# Multicopter head lights



## Exploding Fist (Jun 13, 2012)

Greetings. I check these forums now and then, but this is my first post!

I'm currently designing and building a new multicopter, which I indent to mount a camera on to and fly with goggles. My plans currently include putting a string of red 5050SMD LEDs on the back of the rear arms so I can determine the direction the copter is flying, but I am also looking to put head lights on the front to light up in front of the copter, and I want them to be bright. The goal is to be able to fly at night, and I also like the idea of really bright LEDs on an RC aircraft.

I've ordered a pad of 24 5050 White SMD leds to go on each of the front arms, but I'm not sure if that is my best option. I was originally looking at mounting P7 LEDs or equivelent on the front, but heat would be an issue, no? SST-90's would be ideal.

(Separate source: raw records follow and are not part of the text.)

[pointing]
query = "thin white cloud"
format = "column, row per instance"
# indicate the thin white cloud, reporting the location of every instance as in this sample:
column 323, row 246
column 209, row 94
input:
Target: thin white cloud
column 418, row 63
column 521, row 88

My ask is. What is the best way to get the brightest LEDs on the front of this thing, with the least weight. This will only be flown outdoors. The frame is made of G10 (glass-reinforced epoxy laminate). The battery is a 12v lipo.


----------



## Optical Inferno (Jun 20, 2012)

I know where you are coming from as I used to fly RC heli's. Your problem as you already know is weight and heat. The SMD LEDs will work OK but won't really focus like a "headlight". The P7 arrangement that you also suggested would work, but you need an optic for the "headlight" effect and a heatsink as your frame will not act as a good heatsink. Perhaps if you could center mount a system on the bottom with a small heasink and optic maybe a Cree XM-L you might have something, but then again...the weight...


----------



## Exploding Fist (Aug 21, 2012)

Didn't get the responses I hoped for, but maybe that means I was on the right track with my original thoughts?

I figured I should follow-up with the result here.











No where near the brightness I was going for, but it does light up my back yard fairly well. I added other LEDs around for orientation and visibility (for night flying). 

Here is what you see from below.






Nothing too impressive, but I'm fairly pleased for my first custom LED job :V

I still might try building stronger head lights eventually, but I didn't want it to hold back my project.


----------